Einige Sekunden zu lange betrachtete sie seine zu einem spöttischen Lächeln verzogenen Lippen und wurde sich des erotischen Knisterns zwischen ihnen allzu sehr bewusst.
„Klar, warum auch nicht? Ich fange an auszupacken, bis der Kaffee fertig ist“, verkündete er und verschwand.
Schließlich servierte sie Kaffee und Kuchen auf der schattigen Veranda, und kurz darauf erschien auch Luc.
„Haben Sie den selbst gebacken?“ Interessiert betrachtete er den Kuchen.

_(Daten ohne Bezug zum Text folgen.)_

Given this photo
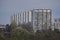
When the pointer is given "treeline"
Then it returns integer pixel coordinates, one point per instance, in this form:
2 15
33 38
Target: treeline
11 33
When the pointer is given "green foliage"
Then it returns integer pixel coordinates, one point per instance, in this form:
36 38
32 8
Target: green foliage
13 25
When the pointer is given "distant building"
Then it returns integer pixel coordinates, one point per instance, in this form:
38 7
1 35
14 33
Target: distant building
2 27
57 23
38 19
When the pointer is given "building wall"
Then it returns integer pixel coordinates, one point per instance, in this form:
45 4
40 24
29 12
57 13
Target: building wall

„Ja.“ Sie schenkte den Kaffee ein und hatte richtig vermutet, er trank ihn schwarz.
Während er sich ein Stück Kokosnusskuchen schmecken ließ, wollte er alles Mögliche über Rotumea und die Menschen wissen.
Dass er beabsichtigte, das Haus zu verkaufen, war ihr klar. Dennoch sprach es für ihn, dass er selbst gekommen war, statt sie schriftlich aufzufordern auszuziehen. Sie hing an dem Gebäude, und es würde ihr sehr schwerfallen, es zu verlassen. Doch sie konnte es nicht ändern.

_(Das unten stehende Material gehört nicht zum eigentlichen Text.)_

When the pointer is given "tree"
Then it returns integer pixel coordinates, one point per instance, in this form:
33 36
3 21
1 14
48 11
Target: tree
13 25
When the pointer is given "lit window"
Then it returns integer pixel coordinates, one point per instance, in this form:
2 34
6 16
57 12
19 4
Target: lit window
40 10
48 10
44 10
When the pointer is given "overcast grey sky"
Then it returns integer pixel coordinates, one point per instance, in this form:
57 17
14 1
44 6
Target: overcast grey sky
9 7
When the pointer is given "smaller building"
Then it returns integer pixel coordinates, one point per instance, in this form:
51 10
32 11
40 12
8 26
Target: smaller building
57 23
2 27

„Das war köstlich“, stellte er schließlich fest und lehnte sich zurück.
Sie beschloss, das Thema selbst anzuschneiden, statt noch länger im Unklaren zu bleiben. „Ich kann sofort ausziehen, wenn Sie es möchten“, schlug sie deshalb übergangslos vor.

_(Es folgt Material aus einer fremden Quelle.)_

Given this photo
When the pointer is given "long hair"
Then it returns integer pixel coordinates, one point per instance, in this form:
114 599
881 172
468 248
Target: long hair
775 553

Er zog die Augenbrauen hoch. „Warum bieten Sie mir das an?“
„Weil ich annehme, dass Sie das Haus verkaufen wollen“, erwiderte sie verblüfft.
„Nein, das habe ich nicht vor“, entgegnete er nach kurzem Zögern. „Vorerst jedenfalls nicht.“
„Es war Toms Traum, hier zu leben.“ Sie zuckte mit den Schultern.
„Na und?“
„Ich kann mir nicht vorstellen, dass Sie sich hier wohlfühlen.“ In einem Anflug von Feindseligkeit konnte sie sich nicht verkneifen hinzuzufügen: „Ich versuche allerdings immer, die Menschen nicht nach dem ersten Eindruck zu beurteilen.“
„Sehr vernünftig“, war alles, was er dazu zu sagen hatte. „Haben Sie hier Internetanschluss?“
„Eigentlich müssten Sie wissen, dass Ihr Vater …“
„Er war mein Stiefvater“, unterbrach er sie. „Mein Dad war Schotte und ist gestorben, als ich drei war.“
Und meiner schon vor meiner Geburt, dachte sie und empfand ein gewisses Mitgefühl, das ihr jedoch verging, als sie seine ausdruckslose Miene bemerkte. „Wir haben hier einen Breitbandinternetzugang.“ Sie wies in eine Ecke, wo Toms Schreibtisch mit dem abgedeckten Computer stand.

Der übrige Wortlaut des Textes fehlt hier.